The concept of value ethics is a collective term for ethical theories that understand good as value . The book Der Formalismus in der Ethik und die Materiale Wertethik by Max Scheler, however, the founder of the material ethics of values ​​is Franz Brentano with his two main ethical works, “Vom Ursprung Morittlicher Wissen” and “Basis and Structure of Ethics” ". Both writings were decisive for Edmund Husserl's phenomenological method and also influenced Nicolai Hartmann's ethics of values . The two co-founders of early analytical philosophy, Bertrand Russell and George Edward Moore, were also influenced by the works of Franz Brentano in their ethical writings. In addition to the material ethics of values, there is also a formal direction of ethics of philosophy of value. This was developed by Wilhelm Windelband and Heinrich Rickert . Franz Brentano's ethics, despite their clear differences to Kant's ethics (but also like Kant's ethics), combine both formal principles of practical knowledge and material preferences or values ​​of interest. In addition, it ties in with the older Thomistic tradition of the rational ethics of wisdom in some respects. Brentano's ethics of values ​​also influenced some economic value theorists of the 19th and 20th centuries.

Material ethics of values ​​(Scheler)

Max Scheler creates a material ethic of values

Scheler drafts his material ethics of values ​​in an emphatic demarcation from Kant. Although he adopts Kant's a priori procedure and his criticism of an ethics of goods and purposes, he wants to adhere to a material foundation of ethics. This is possible through the demonstration of a priori value determinations that are not given in intellectual, but in emotional acts of feeling for value. For him, values ​​are independent of concrete goods in a similar way as colors are independent of things. As a method for recognizing values, Scheler adopts the phenomenology developed by Husserl.

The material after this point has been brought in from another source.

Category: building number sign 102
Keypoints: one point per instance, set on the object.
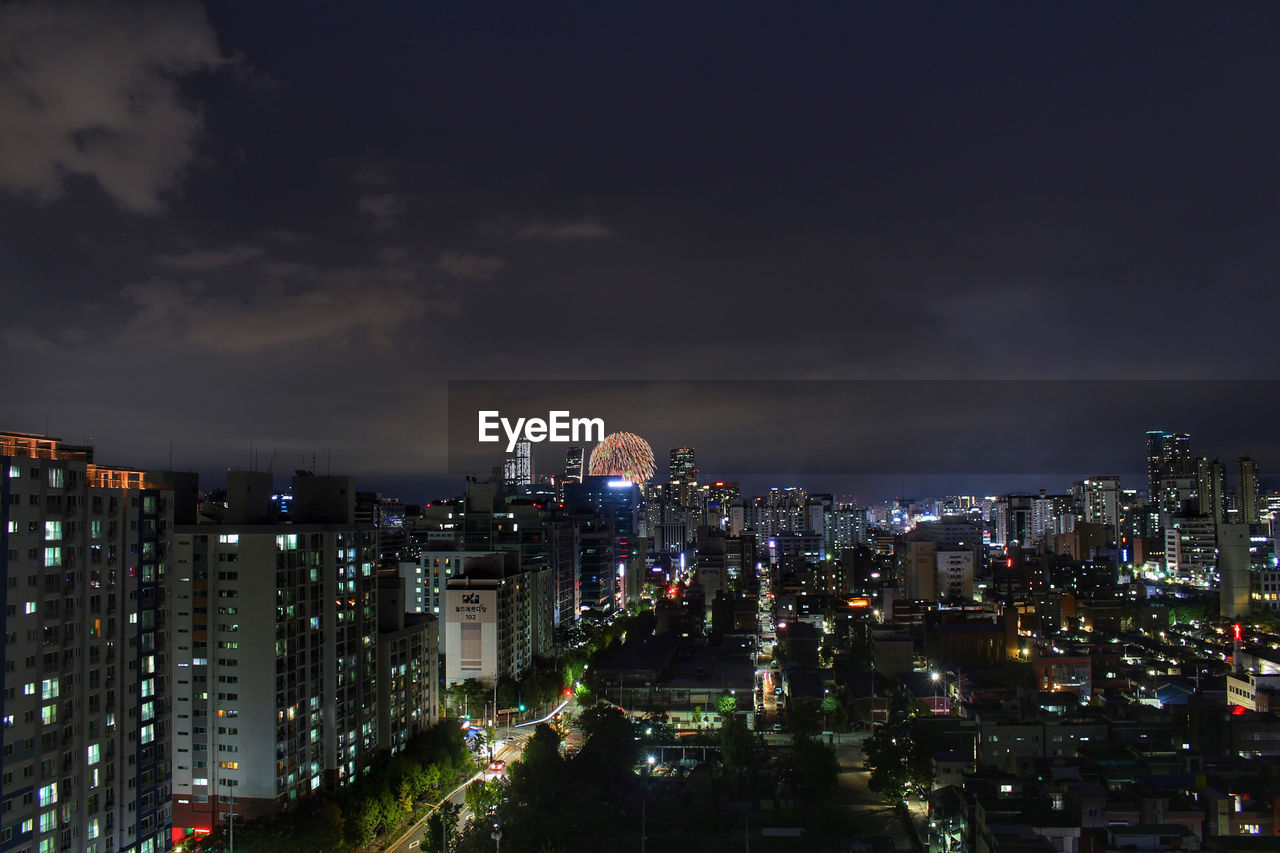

According to Scheler, the goal of material ethics of values ​​is to arrive at a “doctrine of moral values ​​that is independent of all positive psychological and historical experience”. He regards the values ​​as “strictly a priori essential ideas”. They cannot be obtained by means of a conceptual reconstruction, but have to be extracted from the “natural worldview”. By fading out or bracketing ( epoch ) the special circumstances, the phenomenological view of the pure essence of the examined object should be made possible. This show succeeds in that it disregards the special conditions of the historically and culturally shaped situation by concentrating purely on the “act-intention detached from the person, the ego and the world context”. Scheler's material ethics of values ​​is based on a hierarchy of values. This can be recorded "in a special file of value recognition". A value is higher, the less it is "founded" by other values ​​and the more profound the satisfaction conveyed by its realization is experienced. Every positive value is countered by a negative “unvalue”. Scheler develops a hierarchy of values ​​which, in his opinion, reveal themselves to a corresponding "feeling":

  • the pleasant and the unpleasant (sensual feeling)
  • the noble and the mean (vital feeling)
  • the beautiful and the ugly; the right and the wrong (spiritual feeling)
  • the sacred and the unholy (feeling of love)

Rawls

John Rawls' main work “ A Theory of Justice ” is one of the most discussed ethical works of the present. It continues the line of contract theories and turns against utilitarianism, which also dominates contemporary discussion.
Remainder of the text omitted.